Modern Python Projects Transcripts
Chapter: Testing code
Lecture: Useful pytest plugins
0:01 Let's take a look at some of the useful pytest plugins.
0:07 First, we have pytest-xdist,
0:09 which is a plugin that lets you run your tests in parallel.
0:14 Once you install it, you can run pytest-n auto and pytest
0:19 will automatically split all test between all the CPU cores that you have and this can
0:25 significantly speed up your tests. And if you have some crazy large amount of test
0:33 that still take too long to run even when using all the CPU's of your computer
0:37 you can even use this plugin to.
0:39 Execute your tests on a remote machines.
0:43 Next, we have pytest-cov.
0:45 You can use it to generate a test coverage report at the end of each test
0:49 run. When you run pytest --cov parameter,
0:52 you will see a summary of How much code is covered with tests in general.
0:56 Plus, you get a nice,
0:57 detailed information for each file so you can see which ones don't have enough tests
1:04 pytest-clarity is a very useful plugin that improves the readability of your pytest output
1:10 By default, If you have,
1:11 for example, a large dictionary and some keys are different than expected.

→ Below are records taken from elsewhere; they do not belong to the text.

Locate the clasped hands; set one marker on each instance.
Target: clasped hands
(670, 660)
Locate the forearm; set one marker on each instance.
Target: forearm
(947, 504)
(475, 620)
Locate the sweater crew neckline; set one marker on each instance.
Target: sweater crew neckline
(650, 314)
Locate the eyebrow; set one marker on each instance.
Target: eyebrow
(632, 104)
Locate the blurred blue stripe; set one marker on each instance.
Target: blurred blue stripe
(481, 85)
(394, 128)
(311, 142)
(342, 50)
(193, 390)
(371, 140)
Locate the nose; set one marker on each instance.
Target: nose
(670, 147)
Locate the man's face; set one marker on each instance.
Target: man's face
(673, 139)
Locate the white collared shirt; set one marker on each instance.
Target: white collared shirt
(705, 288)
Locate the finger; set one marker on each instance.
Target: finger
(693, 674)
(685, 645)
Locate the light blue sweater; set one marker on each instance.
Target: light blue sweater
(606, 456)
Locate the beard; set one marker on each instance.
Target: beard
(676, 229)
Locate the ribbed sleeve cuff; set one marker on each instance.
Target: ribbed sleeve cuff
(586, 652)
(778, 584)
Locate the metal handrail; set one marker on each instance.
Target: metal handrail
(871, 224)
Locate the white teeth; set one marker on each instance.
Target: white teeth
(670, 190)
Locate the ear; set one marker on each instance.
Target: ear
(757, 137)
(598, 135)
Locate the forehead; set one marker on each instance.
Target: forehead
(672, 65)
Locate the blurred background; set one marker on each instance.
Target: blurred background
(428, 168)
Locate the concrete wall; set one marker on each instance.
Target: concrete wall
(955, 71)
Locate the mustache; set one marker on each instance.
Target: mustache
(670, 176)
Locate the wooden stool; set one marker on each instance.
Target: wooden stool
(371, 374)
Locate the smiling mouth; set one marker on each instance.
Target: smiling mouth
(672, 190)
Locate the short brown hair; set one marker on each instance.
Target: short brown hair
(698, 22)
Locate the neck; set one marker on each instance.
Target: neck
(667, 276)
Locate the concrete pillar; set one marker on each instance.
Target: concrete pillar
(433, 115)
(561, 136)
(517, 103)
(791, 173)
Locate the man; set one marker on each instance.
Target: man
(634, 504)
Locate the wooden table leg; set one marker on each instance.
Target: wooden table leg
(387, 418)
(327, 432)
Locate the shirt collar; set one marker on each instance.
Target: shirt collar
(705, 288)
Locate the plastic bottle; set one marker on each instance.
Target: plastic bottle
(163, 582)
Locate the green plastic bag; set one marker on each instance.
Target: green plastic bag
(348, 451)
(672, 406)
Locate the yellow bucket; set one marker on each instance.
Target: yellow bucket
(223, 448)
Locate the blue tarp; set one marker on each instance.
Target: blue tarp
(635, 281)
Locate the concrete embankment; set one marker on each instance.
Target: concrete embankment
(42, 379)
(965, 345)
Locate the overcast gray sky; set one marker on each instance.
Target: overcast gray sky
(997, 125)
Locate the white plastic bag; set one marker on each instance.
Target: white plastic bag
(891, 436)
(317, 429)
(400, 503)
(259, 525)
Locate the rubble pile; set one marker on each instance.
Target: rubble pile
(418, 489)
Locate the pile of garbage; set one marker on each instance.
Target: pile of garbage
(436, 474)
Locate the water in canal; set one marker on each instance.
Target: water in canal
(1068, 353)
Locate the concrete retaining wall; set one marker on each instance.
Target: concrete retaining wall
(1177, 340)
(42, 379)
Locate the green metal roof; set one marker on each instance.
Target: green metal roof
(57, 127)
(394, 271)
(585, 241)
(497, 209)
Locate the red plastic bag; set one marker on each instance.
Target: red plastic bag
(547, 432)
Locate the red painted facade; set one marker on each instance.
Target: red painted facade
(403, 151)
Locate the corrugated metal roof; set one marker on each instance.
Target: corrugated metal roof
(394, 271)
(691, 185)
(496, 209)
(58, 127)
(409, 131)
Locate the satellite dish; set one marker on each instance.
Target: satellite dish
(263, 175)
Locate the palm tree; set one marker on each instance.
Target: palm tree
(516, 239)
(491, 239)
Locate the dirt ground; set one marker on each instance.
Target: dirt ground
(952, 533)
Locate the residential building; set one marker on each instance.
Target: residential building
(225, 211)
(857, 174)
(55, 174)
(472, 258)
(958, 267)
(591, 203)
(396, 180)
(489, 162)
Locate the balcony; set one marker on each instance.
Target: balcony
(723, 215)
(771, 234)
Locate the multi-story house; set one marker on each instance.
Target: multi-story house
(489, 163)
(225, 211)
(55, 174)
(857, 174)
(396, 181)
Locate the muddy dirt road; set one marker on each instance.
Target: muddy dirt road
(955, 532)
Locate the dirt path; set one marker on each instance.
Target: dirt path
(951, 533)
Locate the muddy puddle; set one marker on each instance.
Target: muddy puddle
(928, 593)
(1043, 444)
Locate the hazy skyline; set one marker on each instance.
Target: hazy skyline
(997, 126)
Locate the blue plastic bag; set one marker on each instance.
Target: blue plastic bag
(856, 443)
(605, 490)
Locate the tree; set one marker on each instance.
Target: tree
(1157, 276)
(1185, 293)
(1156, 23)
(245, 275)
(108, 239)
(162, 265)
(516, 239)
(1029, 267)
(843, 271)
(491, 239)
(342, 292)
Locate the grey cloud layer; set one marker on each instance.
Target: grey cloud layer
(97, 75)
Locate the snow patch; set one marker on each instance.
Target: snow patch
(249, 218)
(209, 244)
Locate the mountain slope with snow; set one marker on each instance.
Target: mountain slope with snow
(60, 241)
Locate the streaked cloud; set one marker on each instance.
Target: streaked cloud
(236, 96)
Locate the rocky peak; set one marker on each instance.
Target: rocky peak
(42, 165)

1:16 The output from pytest can be quite confusing,
1:19 but with pytest clarity, it's much more readable by default,
1:25 When you run pytest, you will see the errors only after all the
1:29 tests have been run. But if you want to see them immediately,
1:32 you can install this pytest-instafail,
1:34 plugin, and when you run pytest --instafail,
1:39 you will see the errors and failed test immediately in the output.
1:44 pytest-sugar is, ah, pytest plugin that.

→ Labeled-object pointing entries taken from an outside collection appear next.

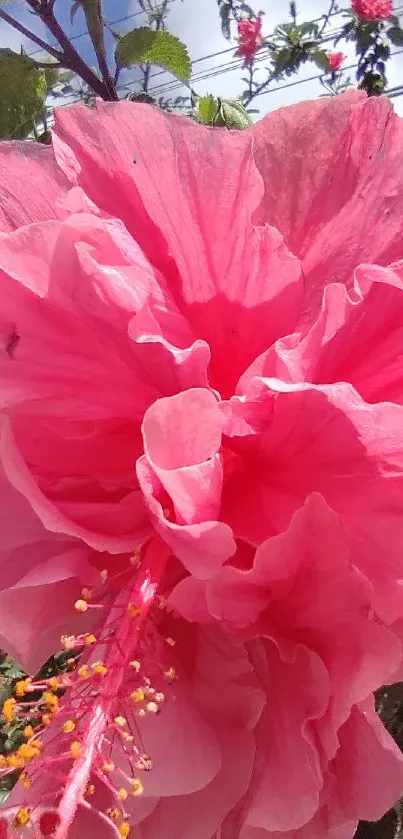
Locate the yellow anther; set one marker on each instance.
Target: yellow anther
(89, 640)
(68, 642)
(51, 701)
(15, 761)
(138, 695)
(100, 669)
(23, 817)
(27, 751)
(68, 726)
(108, 766)
(22, 686)
(27, 784)
(28, 731)
(9, 709)
(136, 787)
(145, 762)
(75, 749)
(135, 558)
(170, 674)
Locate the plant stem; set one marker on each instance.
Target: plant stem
(31, 35)
(70, 57)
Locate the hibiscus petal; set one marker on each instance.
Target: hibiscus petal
(287, 764)
(325, 439)
(182, 436)
(199, 816)
(369, 766)
(302, 152)
(238, 285)
(202, 547)
(355, 338)
(22, 167)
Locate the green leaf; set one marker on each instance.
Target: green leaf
(395, 34)
(206, 110)
(93, 18)
(234, 114)
(321, 60)
(23, 91)
(147, 46)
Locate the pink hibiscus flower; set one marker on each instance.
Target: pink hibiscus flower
(250, 38)
(202, 411)
(372, 9)
(335, 60)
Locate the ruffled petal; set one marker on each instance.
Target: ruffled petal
(238, 285)
(23, 166)
(302, 152)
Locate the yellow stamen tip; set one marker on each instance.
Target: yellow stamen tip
(138, 695)
(133, 610)
(28, 731)
(9, 709)
(100, 669)
(23, 817)
(68, 642)
(136, 787)
(75, 749)
(108, 766)
(21, 687)
(68, 726)
(90, 639)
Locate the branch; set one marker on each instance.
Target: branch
(69, 57)
(327, 17)
(31, 35)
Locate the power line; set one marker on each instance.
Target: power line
(84, 34)
(172, 85)
(226, 67)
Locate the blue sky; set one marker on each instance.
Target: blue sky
(197, 23)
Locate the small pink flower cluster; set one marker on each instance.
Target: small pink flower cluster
(335, 60)
(250, 38)
(372, 9)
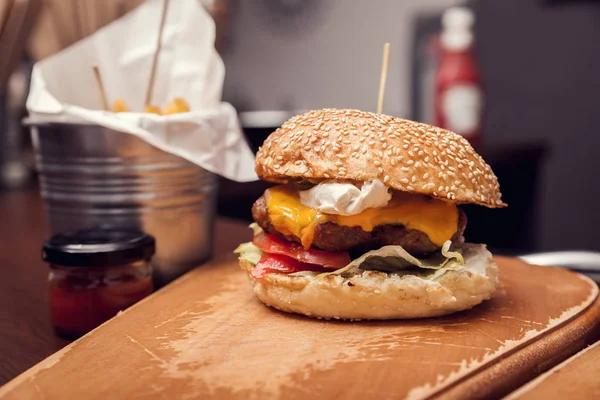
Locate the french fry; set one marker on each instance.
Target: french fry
(152, 109)
(120, 106)
(178, 105)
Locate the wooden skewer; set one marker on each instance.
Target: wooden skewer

1:47 Criticize the output of pytest a bit.
1:50 You can see a nice progress bar and,
1:52 just like pytest in stuff fail.
1:54 You will also immediately display the errors and failures instead of waiting until the end.
2:00 So if you're tired of watching those dots,
2:02 you can install pytest plugin, quite a sugar plugin,
2:05 and you will have a slightly different output.
2:10 If you notice that your tests are starting to get slow,
2:13 you can install pytest benchmark.
2:15 With this plugin, you can run some benchmarks on your test and easily find which
2:20 one are the slowest ones. Do you remember when we talked about monkey patching a
2:26 few lessons ago, I showed you how to mock stripe, so it doesn't charge a
2:31 real credit card when you're on your test.
2:33 But what happens when you manually test something?
2:36 Use a real credit card, and then you forget to remove this code.
2:40 Well, that credit card will be charged each time you run your test,
2:44 and that can be an expensive mistake.
2:47 Or maybe you forgot to change the database settings for your test,
2:50 and you accidentally dropped the production database.
2:53 I mean, those are extreme examples,
2:55 but they can happen, so you can install pytest-socket plugin,
2:59 and it will disable all network calls in your tests, so you won't be able to
3:04 access anything outside of your local host machine.
3:06 So no access to stripe API or to your production database.
3:13 Last but not least, we have our lovely pytest-emoji plugin.
3:17 If you like a emoji and you find the default output from pytest boring,
3:21 you can check it out, as we already saw it replaces the output of pytest with some emojis.